Oreskes answers her titular question eloquently in the first chapter, “Why Trust Science?: Perspectives from the History and Philosophy of Science.” Her second chapter, “Science Gone Awry,” is where things get interesting. It implicitly addresses the question of “should we trust science?,” since, as Oreskes demonstrates, sometimes science does get it wrong. Her examples—the Limited Energy Theory, rejection of Continental Drift, eugenics, the link between hormonal birth control and depression, and dental floss—illustrate an important point. Sometimes, science gets the facts wrong, plain and simple. And sometimes, science gets it right, but the powers that be manipulate the perception of scientific discovery in the eyes of the general public.
One critical example Oreskes visits in the book that gets revisited by her commentators is that of climate change. A significant proportion of climate change research in the past decades has been funded by none other than the petroleum industry. Indeed, as I am writing this, oil and gas giant ExxonMobil is headed to court in New York over claims that the company misled investors regarding the planetary impact of climate change as caused by overuse of petroleum-based products and transportation.
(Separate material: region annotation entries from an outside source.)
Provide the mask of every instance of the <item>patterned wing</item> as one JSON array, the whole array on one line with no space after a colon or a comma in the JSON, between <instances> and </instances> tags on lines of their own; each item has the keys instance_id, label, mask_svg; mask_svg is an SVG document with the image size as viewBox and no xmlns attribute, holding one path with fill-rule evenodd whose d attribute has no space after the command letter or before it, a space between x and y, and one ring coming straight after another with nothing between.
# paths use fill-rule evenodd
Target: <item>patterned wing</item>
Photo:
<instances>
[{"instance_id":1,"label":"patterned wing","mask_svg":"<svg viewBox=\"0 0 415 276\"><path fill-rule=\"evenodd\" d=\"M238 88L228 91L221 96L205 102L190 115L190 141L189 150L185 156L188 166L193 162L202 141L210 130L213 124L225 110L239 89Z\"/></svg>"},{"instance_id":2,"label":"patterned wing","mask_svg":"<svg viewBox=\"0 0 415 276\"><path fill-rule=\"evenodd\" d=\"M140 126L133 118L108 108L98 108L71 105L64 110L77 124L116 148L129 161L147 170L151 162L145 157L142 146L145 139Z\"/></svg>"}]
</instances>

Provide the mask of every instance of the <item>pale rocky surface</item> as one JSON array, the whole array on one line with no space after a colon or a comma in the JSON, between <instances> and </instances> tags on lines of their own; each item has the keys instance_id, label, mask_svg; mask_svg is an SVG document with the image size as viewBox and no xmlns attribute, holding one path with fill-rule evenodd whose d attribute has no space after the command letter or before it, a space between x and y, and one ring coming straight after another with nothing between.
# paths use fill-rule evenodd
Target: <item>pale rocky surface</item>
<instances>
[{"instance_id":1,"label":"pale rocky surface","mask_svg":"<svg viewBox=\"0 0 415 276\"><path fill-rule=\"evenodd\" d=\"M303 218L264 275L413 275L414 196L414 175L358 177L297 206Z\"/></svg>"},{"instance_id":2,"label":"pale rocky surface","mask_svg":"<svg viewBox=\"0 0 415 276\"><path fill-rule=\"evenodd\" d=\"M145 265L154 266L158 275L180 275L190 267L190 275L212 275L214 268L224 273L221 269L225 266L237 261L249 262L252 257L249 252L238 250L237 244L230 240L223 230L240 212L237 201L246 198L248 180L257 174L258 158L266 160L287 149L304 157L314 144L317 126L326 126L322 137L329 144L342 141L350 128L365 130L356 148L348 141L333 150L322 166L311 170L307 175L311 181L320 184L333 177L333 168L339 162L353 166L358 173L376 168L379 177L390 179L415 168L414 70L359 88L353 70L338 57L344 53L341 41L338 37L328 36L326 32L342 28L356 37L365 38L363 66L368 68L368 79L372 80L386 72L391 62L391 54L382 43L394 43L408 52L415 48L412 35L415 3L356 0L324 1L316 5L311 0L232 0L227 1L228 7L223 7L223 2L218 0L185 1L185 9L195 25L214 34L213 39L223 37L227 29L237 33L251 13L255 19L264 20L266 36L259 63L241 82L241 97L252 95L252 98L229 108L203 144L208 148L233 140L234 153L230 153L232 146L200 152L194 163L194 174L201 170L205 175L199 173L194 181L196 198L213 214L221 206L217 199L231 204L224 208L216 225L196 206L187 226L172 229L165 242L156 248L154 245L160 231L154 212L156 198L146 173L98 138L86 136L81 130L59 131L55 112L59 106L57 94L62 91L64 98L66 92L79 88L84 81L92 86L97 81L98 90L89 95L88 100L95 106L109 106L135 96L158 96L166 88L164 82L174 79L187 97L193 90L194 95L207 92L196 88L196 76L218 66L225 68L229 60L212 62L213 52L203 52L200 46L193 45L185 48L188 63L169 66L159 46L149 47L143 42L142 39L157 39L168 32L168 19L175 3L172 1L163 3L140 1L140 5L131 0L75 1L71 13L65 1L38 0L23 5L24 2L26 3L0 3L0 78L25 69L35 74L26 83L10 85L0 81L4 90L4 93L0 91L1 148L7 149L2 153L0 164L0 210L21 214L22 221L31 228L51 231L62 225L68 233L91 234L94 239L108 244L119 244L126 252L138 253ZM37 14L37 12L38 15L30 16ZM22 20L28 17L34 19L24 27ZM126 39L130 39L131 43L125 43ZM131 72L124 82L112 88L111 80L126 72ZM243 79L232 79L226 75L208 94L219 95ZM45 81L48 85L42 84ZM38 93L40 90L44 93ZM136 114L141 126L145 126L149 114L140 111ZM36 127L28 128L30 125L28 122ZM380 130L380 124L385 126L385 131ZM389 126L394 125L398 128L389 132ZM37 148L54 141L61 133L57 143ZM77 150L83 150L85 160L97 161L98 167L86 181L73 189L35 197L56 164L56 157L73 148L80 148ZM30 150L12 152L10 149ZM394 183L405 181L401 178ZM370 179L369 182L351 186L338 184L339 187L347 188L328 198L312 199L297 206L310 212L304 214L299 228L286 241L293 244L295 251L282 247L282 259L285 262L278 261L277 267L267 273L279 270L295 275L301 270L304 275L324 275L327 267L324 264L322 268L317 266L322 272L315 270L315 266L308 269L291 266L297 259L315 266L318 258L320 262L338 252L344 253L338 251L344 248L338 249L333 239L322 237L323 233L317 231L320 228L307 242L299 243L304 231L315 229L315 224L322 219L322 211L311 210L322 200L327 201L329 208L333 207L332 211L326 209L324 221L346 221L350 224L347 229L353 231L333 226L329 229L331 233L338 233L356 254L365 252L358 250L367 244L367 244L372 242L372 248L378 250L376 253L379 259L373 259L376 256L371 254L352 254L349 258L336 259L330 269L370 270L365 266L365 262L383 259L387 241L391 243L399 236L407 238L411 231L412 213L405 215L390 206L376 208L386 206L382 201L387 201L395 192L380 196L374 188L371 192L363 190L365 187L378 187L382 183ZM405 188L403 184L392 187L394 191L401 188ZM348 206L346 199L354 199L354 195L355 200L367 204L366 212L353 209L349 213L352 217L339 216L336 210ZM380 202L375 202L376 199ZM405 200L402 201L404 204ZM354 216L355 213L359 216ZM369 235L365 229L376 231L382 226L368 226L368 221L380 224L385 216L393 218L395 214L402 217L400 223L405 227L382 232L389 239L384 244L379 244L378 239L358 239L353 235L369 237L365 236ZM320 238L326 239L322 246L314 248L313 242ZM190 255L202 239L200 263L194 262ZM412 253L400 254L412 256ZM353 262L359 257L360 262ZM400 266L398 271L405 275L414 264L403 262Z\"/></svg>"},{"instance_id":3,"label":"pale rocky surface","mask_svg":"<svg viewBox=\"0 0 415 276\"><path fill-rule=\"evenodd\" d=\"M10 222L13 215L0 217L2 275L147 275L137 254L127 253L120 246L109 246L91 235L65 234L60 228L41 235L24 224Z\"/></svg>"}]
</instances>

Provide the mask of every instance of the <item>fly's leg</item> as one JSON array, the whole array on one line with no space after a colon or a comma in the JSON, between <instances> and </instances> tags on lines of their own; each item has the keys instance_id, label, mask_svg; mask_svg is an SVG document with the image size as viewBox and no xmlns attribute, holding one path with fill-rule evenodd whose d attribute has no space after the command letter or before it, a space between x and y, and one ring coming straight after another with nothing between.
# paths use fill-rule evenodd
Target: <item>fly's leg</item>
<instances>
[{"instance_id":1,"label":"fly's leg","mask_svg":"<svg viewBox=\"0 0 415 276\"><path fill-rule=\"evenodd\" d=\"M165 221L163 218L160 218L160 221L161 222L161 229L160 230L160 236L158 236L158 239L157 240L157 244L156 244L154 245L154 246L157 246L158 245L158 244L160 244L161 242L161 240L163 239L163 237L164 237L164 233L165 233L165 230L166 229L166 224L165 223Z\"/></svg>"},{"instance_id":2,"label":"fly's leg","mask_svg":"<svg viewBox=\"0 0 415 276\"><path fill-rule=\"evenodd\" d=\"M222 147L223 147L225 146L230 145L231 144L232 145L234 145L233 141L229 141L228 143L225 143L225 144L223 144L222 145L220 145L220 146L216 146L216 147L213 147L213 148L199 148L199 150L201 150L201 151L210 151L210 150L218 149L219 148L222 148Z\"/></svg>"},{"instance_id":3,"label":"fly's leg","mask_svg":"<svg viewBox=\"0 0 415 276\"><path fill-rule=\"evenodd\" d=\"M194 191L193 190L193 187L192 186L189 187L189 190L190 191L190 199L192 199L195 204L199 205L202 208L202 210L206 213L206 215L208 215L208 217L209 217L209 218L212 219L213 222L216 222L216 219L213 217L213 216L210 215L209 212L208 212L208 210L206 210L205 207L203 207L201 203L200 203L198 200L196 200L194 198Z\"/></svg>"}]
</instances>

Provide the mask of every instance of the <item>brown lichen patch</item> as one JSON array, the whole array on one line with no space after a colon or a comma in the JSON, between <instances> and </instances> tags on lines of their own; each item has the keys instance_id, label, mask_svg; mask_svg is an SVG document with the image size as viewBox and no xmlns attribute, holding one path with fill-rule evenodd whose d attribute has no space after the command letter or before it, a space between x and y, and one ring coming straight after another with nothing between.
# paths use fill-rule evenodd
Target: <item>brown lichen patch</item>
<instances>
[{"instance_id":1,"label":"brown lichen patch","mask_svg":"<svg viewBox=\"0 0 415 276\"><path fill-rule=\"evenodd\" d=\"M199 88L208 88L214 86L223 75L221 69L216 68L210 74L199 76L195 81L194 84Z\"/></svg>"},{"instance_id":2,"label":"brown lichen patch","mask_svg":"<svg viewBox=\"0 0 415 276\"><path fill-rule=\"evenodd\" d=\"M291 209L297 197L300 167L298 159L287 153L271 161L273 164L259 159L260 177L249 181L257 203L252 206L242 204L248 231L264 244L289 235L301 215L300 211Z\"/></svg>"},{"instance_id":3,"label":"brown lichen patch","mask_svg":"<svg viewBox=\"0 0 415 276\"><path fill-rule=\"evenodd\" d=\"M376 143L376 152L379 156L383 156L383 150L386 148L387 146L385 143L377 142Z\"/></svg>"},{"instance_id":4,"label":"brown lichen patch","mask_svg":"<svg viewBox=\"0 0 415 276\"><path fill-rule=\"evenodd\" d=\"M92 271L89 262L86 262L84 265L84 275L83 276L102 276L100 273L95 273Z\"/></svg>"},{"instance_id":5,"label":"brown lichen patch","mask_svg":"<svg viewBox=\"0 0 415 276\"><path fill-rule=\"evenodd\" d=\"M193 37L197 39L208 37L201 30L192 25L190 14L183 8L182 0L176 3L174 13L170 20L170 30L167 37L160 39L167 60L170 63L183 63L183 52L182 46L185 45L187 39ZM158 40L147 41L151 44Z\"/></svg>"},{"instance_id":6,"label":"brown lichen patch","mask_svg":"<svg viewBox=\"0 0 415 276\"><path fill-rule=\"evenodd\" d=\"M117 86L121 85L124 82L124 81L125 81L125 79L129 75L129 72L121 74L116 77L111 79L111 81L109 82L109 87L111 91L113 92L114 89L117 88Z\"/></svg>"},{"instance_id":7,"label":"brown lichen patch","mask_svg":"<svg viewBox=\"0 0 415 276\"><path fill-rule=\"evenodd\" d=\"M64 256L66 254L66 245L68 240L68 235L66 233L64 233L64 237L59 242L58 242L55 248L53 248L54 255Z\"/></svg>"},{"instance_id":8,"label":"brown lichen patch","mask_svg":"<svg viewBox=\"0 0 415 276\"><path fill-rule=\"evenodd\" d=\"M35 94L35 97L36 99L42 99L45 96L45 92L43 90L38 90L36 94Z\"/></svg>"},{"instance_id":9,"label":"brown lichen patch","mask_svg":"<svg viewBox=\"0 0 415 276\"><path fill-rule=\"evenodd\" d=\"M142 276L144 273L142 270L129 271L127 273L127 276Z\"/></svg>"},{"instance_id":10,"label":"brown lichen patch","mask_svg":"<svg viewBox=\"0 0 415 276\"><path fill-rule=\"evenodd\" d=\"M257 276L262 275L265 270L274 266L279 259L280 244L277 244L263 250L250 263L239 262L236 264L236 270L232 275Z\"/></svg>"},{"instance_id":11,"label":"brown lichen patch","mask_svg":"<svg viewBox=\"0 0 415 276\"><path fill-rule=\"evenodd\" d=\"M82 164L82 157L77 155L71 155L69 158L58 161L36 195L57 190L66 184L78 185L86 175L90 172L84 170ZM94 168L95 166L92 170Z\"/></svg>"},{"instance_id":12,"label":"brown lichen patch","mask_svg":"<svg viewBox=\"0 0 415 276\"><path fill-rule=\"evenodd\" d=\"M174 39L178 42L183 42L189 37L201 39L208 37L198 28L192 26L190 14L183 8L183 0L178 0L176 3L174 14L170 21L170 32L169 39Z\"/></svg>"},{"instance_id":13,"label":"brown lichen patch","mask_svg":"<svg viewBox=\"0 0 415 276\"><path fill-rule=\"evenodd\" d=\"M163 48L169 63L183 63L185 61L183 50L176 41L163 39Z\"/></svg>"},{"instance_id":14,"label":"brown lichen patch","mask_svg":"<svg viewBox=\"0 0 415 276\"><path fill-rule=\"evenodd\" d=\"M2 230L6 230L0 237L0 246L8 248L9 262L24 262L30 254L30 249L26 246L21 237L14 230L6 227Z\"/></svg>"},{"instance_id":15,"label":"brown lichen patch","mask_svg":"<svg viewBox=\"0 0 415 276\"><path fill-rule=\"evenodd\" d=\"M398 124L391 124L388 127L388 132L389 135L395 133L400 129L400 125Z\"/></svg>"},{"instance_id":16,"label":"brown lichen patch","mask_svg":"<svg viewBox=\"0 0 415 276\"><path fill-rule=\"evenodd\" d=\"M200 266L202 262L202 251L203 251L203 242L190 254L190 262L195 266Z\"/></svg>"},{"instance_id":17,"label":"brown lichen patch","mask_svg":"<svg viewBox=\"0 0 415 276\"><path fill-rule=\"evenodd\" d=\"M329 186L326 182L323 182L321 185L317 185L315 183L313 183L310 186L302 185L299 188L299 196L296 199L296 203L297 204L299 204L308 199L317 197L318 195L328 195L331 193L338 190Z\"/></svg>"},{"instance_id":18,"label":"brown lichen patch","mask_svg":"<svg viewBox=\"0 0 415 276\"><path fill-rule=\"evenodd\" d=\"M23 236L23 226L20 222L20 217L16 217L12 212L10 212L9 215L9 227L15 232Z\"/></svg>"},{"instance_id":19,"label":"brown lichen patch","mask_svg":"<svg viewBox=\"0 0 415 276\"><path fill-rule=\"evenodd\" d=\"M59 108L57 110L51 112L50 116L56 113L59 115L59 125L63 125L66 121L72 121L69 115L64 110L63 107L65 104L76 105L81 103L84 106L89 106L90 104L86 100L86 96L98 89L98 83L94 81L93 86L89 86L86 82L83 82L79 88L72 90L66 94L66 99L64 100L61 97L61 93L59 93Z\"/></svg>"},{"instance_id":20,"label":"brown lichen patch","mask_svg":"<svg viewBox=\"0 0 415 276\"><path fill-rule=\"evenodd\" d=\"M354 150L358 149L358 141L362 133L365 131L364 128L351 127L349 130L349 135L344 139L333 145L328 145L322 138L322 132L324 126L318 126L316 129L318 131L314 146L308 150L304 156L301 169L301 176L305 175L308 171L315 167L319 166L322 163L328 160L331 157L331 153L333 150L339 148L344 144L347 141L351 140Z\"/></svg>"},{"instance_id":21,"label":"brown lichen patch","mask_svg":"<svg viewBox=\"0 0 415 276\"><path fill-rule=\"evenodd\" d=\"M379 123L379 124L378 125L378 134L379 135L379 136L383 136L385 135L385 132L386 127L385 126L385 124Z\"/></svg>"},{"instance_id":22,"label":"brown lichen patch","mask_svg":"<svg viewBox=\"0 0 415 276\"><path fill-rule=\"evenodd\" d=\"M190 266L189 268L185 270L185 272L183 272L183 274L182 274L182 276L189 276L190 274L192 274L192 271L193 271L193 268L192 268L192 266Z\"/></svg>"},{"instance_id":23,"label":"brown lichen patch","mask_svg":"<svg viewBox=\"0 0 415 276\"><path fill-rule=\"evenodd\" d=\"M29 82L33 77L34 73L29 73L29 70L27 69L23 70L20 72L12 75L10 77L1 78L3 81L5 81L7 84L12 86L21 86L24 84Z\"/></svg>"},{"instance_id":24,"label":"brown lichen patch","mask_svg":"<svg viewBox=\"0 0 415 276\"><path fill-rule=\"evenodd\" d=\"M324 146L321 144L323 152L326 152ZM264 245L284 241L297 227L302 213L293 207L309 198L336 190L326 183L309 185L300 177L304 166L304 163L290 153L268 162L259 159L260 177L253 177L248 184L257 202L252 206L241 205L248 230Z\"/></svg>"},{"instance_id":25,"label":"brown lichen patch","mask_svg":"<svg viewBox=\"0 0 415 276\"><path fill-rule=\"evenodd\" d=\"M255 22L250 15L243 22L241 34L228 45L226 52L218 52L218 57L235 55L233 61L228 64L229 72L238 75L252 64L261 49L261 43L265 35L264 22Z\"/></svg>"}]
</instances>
At this stage in the game, climate change denial seems futile in the face of the mounting evidence to the contrary—but thanks to decades of false information perpetuated by big oil conglomerates with a significant conflict of interest, the damage, both to popular perceptions of the problem and to the planet itself, is largely irreversible.
Oreskes does not address the Big Sugar scandal that hit the news in Fall 2016—only a few months before she gave her original lectures. But that instance—where sugar manufacturing corporations paid Harvard University researchers to downplay
in published works the negative health effects of sugar consumption—further illustrates a similar point.
Science, like any discipline, can be distorted and skewed by the lens through which its findings are viewed. Nazi scientists took Charles Darwin's theories of evolution and natural selection to a eugenics extreme. Their abuse of Darwin's survival of the fittest research was abominable—but it does not and should not detract from the heft of his original contributions to the field of evolutionary biology.
Before discounting any scientific research, or even before believing every newly published paper out there, one should consider the context of the facts being presented.
Oreskes book is highly academic, both in diction and tone—indicative of the book's origins as a series of lectures at a top university. She makes multiple references to her other published works throughout the book, including Merchants of Doubt, and after having read Why Trust Science?, I find myself inclined to give them a read.